After being booked we were kind of released into the museum where we were able to see a recreation of the first Nevada bar, look at vintage photos and see a ton of prohibition memorabilia. I am a political science nerd so I took interest in the Senate documents and other things that are nerdy. There was far too much to go into detail, I’m just hitting the highlights and saying that the items on display at The Mob Museum are diverse enough to interest anyone.
An item of considerable interest was the St. Valentine’s Day Massacre wall. At first I dismissed it as a recreation of some kind, but the fact that it was behind glass caused me to give it a closer look. I actually ended up looking it up on my phone and finding the Las Vegas Review Journal Article that discusses the acquisition of the wall. OMG, it is THE wall!!!
The wall also has a lot of projection lights and flashy stuff going on to highlight it. This makes for a cool real life effect, but it is not so great for photographing. This also brings me to a museum tip: a good indication of authenticity is glass. Authentic things are protected while they generally aren’t as careful about replicas.
Speaking of replicas, I got to sit in the Sing Sing prison electric chair. I say replica pretty confidently because at the museum of Crime and Punishment I saw the real “Old Smokey” electric chair from Tennessee. It was behind glass. We were allowed to sit in this one. 614 people lost their lives in the real Sing Sing electric chair, but I guess the lack of labeling on it makes it a bit more creepy, especially after finding out that the St. Valentine’s Day Massacre wall, only a few feet away , was the real deal.
There was a movie about immigration and the beginning of organized crime and there were a lot of random artifacts from these early days. All very interesting, but too much to go over in detail in this post. I enjoyed authentic things, like the original file cabinets and prohibition bottles. Then again, the recreated things were neat, too. I’m probably making this one my Christmas card:
The second floor was interesting because it started hitting the Las Vegas glory days. It’s everything you ever wanted to know about skimming, cheating at cards and tricking the slots. There are old photos and memorabilia of the old Casinos. Those things are always neat to see, you can’t deny that Las Vegas seemed much more glamourous then. Shiny things and bright colors! My favorite!
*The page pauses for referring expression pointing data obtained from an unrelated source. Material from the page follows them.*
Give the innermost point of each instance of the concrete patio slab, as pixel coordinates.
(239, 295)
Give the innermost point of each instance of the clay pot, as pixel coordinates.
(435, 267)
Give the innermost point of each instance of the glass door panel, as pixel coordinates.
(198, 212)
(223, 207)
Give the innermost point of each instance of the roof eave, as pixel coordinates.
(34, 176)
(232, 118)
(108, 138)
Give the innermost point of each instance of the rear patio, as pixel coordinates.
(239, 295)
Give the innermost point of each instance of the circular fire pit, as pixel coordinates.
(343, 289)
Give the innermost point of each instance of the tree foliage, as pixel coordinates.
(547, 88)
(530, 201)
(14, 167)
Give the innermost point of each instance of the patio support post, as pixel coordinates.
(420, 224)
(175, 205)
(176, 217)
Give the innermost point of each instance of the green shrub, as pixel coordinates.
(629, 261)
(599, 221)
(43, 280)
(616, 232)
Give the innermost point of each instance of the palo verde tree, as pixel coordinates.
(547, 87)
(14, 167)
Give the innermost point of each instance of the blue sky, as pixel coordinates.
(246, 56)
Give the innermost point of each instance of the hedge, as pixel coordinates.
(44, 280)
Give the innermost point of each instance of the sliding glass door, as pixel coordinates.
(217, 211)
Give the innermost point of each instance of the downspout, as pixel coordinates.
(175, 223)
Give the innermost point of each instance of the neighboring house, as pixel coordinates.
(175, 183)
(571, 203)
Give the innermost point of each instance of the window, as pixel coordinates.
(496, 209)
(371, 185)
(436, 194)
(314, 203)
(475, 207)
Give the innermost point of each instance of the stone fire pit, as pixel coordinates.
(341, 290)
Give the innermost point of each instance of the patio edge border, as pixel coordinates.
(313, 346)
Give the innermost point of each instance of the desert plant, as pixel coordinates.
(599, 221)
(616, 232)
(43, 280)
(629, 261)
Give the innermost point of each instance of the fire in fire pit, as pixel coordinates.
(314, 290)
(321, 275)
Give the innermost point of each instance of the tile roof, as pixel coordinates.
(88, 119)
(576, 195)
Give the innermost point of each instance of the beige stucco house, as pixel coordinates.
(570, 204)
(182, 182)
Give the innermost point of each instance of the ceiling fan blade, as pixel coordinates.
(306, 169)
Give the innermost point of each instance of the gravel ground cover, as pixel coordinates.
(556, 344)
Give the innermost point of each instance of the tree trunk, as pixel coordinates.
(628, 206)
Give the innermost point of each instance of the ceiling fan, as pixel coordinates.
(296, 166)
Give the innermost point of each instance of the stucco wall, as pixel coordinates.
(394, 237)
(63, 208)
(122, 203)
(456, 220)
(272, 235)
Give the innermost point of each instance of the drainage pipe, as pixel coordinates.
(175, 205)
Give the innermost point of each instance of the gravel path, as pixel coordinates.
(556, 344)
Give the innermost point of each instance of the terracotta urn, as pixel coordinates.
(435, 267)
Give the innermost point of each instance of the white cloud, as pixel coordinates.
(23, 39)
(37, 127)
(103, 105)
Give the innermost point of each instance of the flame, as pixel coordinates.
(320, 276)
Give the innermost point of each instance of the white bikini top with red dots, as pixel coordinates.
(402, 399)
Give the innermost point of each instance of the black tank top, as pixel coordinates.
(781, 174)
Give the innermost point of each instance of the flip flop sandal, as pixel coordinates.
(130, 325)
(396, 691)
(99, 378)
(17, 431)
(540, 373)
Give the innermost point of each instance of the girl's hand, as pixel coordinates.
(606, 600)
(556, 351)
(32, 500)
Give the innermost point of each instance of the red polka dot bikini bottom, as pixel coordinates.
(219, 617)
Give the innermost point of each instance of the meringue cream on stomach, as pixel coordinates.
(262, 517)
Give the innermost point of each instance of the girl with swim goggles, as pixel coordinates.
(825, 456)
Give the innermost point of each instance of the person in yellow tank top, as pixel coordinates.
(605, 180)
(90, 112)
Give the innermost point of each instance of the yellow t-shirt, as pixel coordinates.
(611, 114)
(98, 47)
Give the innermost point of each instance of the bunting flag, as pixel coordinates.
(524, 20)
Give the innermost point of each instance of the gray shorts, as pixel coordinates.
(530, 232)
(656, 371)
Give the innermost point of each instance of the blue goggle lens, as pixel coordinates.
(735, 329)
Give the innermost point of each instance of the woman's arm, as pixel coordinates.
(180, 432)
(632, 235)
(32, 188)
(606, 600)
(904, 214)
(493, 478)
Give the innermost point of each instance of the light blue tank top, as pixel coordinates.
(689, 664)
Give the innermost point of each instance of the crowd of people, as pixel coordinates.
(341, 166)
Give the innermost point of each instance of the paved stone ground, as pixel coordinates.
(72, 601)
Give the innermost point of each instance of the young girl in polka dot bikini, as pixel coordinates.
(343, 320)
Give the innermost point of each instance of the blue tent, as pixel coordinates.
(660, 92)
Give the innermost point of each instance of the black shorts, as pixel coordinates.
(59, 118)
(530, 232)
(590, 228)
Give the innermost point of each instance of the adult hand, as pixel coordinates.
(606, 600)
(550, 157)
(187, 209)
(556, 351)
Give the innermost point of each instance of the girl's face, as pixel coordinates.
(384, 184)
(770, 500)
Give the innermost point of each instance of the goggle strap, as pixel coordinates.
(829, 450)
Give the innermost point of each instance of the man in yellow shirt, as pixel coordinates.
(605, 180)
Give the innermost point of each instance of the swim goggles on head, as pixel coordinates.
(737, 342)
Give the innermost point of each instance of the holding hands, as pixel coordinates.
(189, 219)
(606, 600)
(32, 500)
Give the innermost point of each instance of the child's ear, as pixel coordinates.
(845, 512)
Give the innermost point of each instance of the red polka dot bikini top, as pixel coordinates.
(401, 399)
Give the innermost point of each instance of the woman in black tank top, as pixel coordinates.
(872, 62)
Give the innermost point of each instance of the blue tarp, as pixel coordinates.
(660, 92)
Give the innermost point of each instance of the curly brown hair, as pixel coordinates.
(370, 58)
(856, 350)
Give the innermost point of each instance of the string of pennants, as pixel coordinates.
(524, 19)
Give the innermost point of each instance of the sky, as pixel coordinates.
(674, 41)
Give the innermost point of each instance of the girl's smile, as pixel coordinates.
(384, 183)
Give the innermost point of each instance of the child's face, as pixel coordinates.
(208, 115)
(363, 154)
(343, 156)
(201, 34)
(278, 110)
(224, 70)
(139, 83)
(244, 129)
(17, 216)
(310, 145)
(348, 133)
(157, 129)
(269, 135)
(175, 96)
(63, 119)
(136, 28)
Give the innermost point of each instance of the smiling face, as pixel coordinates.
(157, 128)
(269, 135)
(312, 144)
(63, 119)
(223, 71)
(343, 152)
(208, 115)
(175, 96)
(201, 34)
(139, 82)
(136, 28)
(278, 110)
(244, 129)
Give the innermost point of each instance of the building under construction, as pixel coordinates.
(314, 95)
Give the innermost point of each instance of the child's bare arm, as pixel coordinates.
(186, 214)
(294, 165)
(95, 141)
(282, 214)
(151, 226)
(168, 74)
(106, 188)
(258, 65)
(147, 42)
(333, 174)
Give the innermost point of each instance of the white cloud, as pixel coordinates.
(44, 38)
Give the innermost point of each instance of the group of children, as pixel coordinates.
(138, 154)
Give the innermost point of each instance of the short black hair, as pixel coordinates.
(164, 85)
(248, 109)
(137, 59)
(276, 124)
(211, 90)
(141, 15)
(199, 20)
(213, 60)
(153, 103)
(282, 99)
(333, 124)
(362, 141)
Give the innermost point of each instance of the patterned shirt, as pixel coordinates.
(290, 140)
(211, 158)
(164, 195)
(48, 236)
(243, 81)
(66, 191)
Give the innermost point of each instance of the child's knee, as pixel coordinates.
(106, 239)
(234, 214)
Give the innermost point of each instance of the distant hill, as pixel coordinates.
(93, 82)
There was a brief mention of Havana, Fidel Castro and the assassination of JFK. I personally thought that Cuba was skimmed over quite a lot. But then again, I am very interested in Cuba, Batista, JFK and how all of it is tied to the Las Vegas mob. That was a bit of a let down for me, personally but I think most people will be more than satisfied with what they do have on display. The Kennedy assassination movie sounds cliché, but after you are in the mob mindset you are like YEAH!
Moving on to the gore! Albert Anastasia or the “Lord High Executioner” died in this chair in 1957. It is a barber chair and this is the real deal. I know that because it was behind glass. Also, I confirmed it by looking it up. At the top left of this photo is the actual crime scene photo.
You can actually bypass this entire display if you are “sensitive” to murderabilia. But I’m not. Crime scene photos are where it’s at! You can read about all the different mob hits, casualties and disappeared. After cementing my reputation as a seeker of torture camps and cemetery lover, I don’t think it will surprise anyone that I spent a lot of time in this room.
(There was also a movie. Another great thing about the Mob Museum was that the movies were both interesting and not so long that you got tired of watching them.)
After this, I want down to the 3rd floor where a lot of police surveillance type stuff was on display. Not really my cup of tea. I enjoyed the World of Contraband items shaped like the continents. This mural is made of illegal narcotics, syringes and counterfeit items. It is too big to even photograph, but here is my best shot:
There was also some items about life as a mob family that included fuzzy wallpaper and pretty debutante pictures of mob daughters and the bosses families. It was pretty neat.
If you are a film buff you do not want to miss the last display and movie that basically goes over the history of gangsters and the mob as portrayed in film. There were photos and scripts and items from shows like the Sopranos. This was all very exciting and made me want to rush home and re-watch Casino and Scarface. Luckily, there was a gift shop where I was able to purchase these movies on DVD.
Overall the museum started off very strong but fell a little short for me on the ground floor (near the end). However, I think that the first 2 floors were well worth the visit and I believe the museum will compensate for it’s weakness over time. If you are a local I definitely recommend bringing out of town guests. I personally would not mind an excuse to see The Mob Museum again. I think it has something everyone will enjoy.
I also suspect that there are a lot of things I missed on the first visit and that the museum will be adding artifacts. In fact, a recent tweet from The Mob Museum indicated just that. Al Capone? Bring it on.